Let’s pretend there are three candidates, imaginatively named A, B and C. People go to the polls. The results come in. A has 41%, B has 31%, C has 28%. Under FPTP this is a win for A, but no candidate actually has a majority. There are many different political situations which can lead to this outcome, and not all of them give A a democratic mandate. AV provides a way to differentiate between these situations.
In order to highlight just how badly wrong FPTP can theoretically be, let’s say that B and C are two candidates with very similar manifestos. This is the notorious “split vote”. If B was not in the running, every one of B’s supporters would vote for C, giving a win with 59%, a clear majority. And vice versa. By the accident of two people standing on the same platform, the minority candidate wins the seat.
The important way that AV differs from FPTP is that it insists on a majority to declare a win. This is achieved by taking second (etc.) choice votes into account. But, crucially, each vote only counts once. Nobody gets multiple votes. Here’s how it works (but you don’t need to know this to vote):
It’s Friday afternoon, and the teacher has promised the class something special. But they must choose collectively which activity they want to do. The teacher puts signs up in each of the corners with a letter that represents each activity, and the children have to gather under the signs. For argument’s sake, these made-up children are not influenced by their peers’ choices.
They gather as follows: 11 under A, 10 under B, 6 under C and 4 under D. There is no majority, but there is a loser. The teacher removes the sign for D and tells those 4 children they’ll have to choose again. One heads to B, and the others to C.
We now have 11 for A, 11 for B and 9 for C; still no majority. The teacher removes the sign for C, which is the new loser. Five children move to B, and the rest to A. Now there are 16 votes for B, which is a majority, and the decision has been made.

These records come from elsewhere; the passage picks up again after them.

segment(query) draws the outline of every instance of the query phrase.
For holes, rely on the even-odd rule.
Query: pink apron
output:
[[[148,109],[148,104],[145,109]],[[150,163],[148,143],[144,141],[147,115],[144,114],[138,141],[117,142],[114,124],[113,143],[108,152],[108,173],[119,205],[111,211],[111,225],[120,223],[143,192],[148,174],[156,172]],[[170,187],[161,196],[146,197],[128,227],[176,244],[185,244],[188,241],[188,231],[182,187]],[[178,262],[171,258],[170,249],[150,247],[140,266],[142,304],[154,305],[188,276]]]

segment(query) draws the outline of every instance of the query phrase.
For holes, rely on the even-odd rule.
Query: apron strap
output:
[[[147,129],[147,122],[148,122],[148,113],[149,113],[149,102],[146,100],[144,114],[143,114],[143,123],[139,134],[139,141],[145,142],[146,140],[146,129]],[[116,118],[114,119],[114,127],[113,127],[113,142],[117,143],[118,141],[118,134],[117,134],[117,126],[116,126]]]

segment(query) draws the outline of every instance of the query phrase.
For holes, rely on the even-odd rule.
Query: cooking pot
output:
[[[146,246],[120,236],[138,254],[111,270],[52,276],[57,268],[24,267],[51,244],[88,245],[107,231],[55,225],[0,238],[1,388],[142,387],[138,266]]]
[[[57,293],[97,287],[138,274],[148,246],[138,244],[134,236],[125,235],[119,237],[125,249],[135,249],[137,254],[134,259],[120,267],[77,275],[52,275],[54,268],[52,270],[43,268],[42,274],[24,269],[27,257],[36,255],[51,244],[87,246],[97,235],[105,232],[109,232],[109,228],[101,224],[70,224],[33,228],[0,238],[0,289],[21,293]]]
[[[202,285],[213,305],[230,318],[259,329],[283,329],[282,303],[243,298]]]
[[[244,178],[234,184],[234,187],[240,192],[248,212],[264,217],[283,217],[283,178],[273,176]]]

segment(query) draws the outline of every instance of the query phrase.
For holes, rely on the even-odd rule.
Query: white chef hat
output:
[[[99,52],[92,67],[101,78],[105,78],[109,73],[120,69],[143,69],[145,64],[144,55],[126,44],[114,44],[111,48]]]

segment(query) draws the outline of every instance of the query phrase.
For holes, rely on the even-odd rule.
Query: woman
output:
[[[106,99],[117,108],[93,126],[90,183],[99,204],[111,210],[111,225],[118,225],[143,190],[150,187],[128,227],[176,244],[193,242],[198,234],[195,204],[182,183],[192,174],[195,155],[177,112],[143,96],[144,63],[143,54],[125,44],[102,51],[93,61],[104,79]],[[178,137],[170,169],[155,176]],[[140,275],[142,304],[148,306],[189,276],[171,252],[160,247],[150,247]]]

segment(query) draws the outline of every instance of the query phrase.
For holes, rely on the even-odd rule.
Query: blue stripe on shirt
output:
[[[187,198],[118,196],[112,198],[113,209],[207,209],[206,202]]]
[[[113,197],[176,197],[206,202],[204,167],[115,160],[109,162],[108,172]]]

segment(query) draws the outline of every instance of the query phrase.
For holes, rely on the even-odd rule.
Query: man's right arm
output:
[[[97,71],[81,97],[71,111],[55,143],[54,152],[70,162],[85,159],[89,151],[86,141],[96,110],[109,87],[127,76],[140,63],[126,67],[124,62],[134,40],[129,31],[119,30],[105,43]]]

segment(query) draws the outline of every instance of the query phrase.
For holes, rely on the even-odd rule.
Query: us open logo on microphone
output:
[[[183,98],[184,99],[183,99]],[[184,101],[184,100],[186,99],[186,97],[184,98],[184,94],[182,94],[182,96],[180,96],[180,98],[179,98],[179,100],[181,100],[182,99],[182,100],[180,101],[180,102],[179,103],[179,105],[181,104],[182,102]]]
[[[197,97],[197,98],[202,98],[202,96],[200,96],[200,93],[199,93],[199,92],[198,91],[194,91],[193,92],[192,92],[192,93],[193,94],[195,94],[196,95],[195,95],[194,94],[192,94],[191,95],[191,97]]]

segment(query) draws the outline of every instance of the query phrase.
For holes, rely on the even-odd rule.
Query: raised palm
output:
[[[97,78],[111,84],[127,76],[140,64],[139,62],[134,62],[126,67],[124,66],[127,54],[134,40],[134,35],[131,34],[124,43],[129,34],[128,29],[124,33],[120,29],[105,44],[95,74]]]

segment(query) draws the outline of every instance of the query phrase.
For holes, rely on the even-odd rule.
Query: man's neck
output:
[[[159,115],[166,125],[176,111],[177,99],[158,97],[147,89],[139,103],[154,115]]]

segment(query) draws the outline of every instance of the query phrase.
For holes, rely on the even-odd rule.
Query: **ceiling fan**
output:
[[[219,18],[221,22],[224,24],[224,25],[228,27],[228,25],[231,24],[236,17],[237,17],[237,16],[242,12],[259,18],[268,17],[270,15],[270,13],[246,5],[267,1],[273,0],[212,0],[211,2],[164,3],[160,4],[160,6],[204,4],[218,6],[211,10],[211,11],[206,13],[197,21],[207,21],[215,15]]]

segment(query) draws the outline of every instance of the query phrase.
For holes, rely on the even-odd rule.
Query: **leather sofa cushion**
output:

Now of course, only in fairy tales would children not be influenced by their peers. But this is where AV is actually simpler than the above example. You’re not asked to choose again, you get to vote in private, and you cast your vote once. All you have to do is write your order of preference, and let the ballot counters do the rest. They will play out this algorithm, taking your choice into account. One person still has one vote, just like in the two party FPTP, but as minority options are eliminated that vote is transferred to your less preferred candidates, in the order you specify. The winner will have a majority, and therefore a mandate.
If you have any trouble understanding the mechanism, remember that you’re only casting the vote, not counting it. It’s just like choosing your favourite ice-creams. A five year old can do it.
 As a tie in a large-scale election is statistically extremely unlikely, I will assume it cannot happen.